Seasoned competitors who had been over parts of it on reconnaissance runs agreed that they had never seen anything quite so long, tough and demanding before. Next – a 20-day route on to Mexico. The route from Rio to Sao Paulo is the only ‘easy section’ in South America. The two Primes in Brazil have an additional hazard – narrow wooden bridges. One example is 100 yds long with a 3-foot gap between the planks showing the fast-flowing river underneath.
The Primes can vary from 2 – 10 hours in length and up to 16,000 ft – never achieved before. The section in the Peruvian Andes is the most sensational timed stage in the world, much of it just wide enough for one car.
Picture if you can dirt track roads strewn with fist-size boulders winding high through the Andes mountains with treacherous drops of a thousand feet into the valley below. In some places the route went into the snow line – days later the drivers would find themselves in the tropical jungle in the hinterlands of Bolivia. Many of the tortuous ‘Prime’ sections consisted of roads that would cause the average family motorist to turn back. The rally drivers would average close to 50 miles an hour over these roads and tracks.
Out of 106 starters, only 23 reached the finish. Hannu Mikkola and Gunnar Palm in the Ford Escort 1850 FEV 1H brilliantly won the event, with the British Leyland rally team of Brian Culcheth and Johnstone Sayer in the Triumph 2.5PI only 1 hrs 18 mins behind after 16,000+ miles – and the third placed Ford Escort of Rauno Aaltonen and Henry Liddon another 21 mins behind that!! In fact, 5 Ford Escort 1850s would finish in the top 8 – a tremendous achievement by the Ford team and this sparked the launch of the Ford Mexico later in November 1970.

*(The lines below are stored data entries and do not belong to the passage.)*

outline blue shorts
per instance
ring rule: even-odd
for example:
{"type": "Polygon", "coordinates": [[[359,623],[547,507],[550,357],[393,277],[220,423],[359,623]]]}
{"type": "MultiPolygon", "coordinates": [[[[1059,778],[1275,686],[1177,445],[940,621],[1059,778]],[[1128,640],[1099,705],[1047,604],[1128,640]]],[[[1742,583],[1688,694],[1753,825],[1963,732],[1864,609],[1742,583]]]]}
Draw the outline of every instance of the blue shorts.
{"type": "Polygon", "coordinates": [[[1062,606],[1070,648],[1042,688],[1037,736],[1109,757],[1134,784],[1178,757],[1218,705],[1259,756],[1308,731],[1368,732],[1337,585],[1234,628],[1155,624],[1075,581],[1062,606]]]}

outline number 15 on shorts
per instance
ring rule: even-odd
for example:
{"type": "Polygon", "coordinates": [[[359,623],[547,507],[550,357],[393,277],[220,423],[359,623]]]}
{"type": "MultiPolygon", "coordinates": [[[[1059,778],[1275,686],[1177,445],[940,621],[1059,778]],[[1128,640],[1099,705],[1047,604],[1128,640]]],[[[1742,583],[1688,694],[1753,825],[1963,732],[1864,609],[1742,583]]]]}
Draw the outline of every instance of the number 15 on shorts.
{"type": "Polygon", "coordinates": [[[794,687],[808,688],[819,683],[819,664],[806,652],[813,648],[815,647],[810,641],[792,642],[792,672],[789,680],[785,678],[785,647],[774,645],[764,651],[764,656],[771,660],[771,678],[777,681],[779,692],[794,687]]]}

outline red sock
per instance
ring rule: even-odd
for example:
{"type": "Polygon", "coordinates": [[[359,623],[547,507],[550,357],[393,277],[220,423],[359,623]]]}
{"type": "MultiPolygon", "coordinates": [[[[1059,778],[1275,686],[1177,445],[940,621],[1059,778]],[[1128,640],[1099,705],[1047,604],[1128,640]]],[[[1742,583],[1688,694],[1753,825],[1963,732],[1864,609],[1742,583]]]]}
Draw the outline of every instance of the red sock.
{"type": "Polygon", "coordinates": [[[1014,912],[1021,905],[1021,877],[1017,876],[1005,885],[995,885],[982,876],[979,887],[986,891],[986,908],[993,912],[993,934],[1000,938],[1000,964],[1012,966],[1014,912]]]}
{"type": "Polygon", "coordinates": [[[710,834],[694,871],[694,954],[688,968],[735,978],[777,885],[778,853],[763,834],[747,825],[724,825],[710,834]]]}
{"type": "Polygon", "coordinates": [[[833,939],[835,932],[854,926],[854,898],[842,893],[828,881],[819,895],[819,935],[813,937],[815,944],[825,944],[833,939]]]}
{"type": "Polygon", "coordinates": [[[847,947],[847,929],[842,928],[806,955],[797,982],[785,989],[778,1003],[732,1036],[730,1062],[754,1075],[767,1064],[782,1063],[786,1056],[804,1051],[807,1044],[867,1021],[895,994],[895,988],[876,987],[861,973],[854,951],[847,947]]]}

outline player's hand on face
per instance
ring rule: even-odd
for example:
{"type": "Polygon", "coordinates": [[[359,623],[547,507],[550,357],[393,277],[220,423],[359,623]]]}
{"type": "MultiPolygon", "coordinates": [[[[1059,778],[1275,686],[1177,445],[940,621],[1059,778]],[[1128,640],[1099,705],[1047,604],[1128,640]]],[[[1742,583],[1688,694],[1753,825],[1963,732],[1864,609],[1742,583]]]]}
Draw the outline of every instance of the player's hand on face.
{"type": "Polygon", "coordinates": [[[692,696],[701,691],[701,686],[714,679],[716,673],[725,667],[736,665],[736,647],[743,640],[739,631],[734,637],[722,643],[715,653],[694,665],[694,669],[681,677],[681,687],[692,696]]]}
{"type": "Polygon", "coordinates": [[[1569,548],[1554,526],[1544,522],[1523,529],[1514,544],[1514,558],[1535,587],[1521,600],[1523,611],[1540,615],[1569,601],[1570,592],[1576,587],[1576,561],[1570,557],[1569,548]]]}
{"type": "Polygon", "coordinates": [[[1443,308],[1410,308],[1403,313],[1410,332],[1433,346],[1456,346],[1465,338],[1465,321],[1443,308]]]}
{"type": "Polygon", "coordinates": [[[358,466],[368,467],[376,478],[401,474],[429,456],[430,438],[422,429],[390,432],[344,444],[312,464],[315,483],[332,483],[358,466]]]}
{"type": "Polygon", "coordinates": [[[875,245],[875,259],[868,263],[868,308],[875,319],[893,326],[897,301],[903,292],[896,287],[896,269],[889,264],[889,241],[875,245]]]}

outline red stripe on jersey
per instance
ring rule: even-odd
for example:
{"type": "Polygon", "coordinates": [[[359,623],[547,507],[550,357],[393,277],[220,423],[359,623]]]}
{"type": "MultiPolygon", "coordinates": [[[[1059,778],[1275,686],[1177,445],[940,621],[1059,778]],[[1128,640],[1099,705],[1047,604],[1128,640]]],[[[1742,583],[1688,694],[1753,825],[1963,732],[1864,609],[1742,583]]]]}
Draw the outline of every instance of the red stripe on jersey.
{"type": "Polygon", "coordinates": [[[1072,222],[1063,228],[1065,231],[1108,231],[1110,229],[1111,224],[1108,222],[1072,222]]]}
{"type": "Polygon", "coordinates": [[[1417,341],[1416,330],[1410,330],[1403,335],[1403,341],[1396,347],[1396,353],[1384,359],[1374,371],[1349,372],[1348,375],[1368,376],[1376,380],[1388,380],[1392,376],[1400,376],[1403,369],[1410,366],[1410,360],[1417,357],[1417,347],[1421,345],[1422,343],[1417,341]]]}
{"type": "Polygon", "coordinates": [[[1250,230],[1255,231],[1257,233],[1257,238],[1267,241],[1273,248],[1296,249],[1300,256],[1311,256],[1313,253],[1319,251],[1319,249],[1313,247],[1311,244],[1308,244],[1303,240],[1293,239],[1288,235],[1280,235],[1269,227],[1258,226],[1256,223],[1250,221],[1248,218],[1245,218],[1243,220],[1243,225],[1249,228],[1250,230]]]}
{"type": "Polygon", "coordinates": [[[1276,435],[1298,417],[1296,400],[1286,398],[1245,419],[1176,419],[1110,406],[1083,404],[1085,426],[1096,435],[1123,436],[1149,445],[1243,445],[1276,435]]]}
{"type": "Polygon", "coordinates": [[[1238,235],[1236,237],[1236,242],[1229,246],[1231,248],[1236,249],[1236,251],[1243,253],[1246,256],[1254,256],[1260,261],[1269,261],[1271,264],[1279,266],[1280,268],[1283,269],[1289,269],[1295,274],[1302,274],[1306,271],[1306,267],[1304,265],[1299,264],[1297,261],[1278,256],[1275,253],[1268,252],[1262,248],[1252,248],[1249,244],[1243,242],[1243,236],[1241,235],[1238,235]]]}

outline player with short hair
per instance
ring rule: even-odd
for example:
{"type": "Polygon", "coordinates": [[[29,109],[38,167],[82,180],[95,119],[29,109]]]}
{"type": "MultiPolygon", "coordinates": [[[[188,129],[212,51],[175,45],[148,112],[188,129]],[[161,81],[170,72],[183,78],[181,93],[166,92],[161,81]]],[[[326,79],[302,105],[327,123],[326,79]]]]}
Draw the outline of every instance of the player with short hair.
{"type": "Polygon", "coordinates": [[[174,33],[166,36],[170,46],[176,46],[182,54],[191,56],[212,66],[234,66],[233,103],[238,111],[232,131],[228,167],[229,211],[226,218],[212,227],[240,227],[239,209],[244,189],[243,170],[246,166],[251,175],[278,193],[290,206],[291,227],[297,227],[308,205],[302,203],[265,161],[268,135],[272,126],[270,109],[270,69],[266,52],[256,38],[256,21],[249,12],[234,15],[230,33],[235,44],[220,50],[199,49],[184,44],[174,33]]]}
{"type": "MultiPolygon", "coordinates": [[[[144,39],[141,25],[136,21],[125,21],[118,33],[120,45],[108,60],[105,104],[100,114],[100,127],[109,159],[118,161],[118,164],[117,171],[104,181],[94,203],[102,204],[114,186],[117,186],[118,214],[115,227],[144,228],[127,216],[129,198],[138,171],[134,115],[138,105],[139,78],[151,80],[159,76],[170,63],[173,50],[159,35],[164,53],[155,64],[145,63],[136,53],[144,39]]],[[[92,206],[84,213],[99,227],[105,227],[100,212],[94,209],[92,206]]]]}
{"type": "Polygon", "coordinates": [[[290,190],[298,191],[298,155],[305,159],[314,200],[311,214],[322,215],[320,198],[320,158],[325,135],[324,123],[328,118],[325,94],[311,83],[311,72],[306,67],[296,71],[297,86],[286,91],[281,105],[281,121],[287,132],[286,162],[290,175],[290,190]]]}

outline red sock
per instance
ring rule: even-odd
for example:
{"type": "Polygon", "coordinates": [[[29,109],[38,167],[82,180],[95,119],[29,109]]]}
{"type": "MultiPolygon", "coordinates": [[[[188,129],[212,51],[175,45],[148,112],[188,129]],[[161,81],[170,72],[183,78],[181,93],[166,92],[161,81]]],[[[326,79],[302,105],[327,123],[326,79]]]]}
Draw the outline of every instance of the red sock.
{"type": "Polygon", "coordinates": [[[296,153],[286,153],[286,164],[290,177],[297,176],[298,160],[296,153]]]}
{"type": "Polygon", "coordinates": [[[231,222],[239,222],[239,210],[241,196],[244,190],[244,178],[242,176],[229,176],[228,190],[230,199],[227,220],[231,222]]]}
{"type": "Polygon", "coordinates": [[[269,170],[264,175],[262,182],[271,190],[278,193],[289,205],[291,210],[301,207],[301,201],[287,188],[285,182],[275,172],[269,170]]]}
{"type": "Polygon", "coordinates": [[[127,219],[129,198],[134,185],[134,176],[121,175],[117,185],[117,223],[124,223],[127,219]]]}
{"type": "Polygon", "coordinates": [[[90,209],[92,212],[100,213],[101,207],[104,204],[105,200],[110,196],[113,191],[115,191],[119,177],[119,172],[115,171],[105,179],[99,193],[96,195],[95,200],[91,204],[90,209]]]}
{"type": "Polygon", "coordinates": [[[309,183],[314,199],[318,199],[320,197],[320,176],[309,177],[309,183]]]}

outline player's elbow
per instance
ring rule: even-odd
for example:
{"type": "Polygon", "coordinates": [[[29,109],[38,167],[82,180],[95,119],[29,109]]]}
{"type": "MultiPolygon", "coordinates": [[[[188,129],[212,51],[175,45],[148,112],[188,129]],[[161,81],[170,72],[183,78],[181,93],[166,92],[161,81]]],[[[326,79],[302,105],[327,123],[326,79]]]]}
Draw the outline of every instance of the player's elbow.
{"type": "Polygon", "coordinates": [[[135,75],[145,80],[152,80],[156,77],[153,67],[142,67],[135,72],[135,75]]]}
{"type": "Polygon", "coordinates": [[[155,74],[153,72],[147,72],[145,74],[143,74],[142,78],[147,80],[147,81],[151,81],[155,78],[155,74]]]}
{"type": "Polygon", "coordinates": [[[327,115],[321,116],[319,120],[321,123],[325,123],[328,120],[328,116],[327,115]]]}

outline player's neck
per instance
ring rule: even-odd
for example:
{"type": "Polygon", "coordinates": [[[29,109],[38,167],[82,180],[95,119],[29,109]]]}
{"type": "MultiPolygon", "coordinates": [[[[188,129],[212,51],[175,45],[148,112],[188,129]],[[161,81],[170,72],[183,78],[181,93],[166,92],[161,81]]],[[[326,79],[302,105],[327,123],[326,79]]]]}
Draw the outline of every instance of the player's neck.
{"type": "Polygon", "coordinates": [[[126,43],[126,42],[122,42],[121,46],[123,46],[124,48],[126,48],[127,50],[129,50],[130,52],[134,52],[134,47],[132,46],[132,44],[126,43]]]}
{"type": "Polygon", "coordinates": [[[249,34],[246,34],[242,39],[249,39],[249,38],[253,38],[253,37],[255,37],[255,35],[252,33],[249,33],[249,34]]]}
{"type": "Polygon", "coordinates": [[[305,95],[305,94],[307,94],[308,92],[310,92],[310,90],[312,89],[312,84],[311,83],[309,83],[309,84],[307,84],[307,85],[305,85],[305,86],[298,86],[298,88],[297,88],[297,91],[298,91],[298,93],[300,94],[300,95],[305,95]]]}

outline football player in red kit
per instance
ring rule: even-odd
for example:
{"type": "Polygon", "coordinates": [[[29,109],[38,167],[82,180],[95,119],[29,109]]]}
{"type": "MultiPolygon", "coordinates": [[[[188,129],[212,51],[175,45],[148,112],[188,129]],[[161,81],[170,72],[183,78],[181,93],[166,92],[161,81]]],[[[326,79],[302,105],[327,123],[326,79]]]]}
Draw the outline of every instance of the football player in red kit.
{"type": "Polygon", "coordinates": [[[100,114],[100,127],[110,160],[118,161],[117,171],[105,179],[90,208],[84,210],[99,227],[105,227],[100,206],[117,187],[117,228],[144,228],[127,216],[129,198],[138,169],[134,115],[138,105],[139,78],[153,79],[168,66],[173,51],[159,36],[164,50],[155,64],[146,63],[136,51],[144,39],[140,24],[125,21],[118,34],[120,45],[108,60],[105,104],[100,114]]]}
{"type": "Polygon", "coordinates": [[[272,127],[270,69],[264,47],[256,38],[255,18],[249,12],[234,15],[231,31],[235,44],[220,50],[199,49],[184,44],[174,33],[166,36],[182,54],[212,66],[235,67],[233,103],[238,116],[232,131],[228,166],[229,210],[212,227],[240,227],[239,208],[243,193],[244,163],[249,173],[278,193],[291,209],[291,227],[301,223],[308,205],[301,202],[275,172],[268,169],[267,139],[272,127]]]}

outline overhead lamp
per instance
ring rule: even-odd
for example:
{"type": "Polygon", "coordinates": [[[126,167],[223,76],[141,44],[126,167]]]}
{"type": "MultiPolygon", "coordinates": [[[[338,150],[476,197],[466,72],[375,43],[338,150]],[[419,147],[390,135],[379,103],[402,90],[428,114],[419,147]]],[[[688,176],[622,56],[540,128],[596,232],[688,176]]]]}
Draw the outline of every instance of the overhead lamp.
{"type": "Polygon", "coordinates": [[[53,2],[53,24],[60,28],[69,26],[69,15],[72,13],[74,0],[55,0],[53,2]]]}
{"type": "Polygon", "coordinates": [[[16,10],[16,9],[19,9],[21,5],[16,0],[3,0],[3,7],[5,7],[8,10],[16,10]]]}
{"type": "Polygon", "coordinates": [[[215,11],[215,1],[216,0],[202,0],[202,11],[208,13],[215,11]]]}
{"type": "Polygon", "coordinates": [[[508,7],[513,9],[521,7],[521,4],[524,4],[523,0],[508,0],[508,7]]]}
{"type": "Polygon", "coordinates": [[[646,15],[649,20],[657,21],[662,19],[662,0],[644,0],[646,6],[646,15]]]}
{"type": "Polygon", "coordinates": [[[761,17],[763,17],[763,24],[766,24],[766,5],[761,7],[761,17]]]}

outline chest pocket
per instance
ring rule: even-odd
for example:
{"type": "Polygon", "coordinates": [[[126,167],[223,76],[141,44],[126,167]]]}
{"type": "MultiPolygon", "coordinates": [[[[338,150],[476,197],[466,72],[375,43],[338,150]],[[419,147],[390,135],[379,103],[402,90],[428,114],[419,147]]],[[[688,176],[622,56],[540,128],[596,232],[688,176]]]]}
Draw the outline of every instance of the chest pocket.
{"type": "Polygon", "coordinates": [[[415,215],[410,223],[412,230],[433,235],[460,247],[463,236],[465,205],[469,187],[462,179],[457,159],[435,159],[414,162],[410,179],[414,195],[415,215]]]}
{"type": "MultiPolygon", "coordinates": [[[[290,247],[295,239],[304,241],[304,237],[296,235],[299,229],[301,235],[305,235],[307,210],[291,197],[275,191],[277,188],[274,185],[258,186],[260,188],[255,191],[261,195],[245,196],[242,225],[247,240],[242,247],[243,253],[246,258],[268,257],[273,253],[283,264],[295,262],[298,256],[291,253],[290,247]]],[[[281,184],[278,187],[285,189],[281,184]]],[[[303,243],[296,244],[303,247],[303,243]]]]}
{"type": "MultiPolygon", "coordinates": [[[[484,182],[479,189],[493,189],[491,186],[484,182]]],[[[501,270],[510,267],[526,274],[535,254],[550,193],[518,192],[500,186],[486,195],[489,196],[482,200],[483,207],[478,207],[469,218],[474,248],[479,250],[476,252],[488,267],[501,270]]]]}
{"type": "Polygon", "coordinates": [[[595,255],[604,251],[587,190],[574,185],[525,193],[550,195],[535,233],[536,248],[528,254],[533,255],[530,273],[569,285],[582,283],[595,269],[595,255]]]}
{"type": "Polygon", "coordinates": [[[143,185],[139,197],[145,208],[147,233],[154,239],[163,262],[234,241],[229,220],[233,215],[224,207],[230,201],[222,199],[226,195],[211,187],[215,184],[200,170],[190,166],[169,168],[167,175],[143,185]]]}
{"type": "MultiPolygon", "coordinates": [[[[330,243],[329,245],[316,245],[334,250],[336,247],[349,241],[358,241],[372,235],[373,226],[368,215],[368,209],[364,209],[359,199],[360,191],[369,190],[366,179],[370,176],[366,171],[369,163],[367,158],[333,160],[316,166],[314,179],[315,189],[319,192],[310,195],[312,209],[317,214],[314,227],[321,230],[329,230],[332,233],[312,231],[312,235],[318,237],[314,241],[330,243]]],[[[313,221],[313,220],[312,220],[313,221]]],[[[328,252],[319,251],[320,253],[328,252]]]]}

Rosemary Smith, Alice Watson & Ginnette DeRoland finished 10th in the Works Maxi taking the Ladies prize, while the other Works Maxi finished 22nd. The Datsun 1600SSS of the Dutch team, Rob Jansson and Jacob Dik finished 21st o/a – nearly 2 days after the first car having had to virtually rebuild the car several times! To reach the finish was a massive achievement with the last car coming in only 56 hours after the first.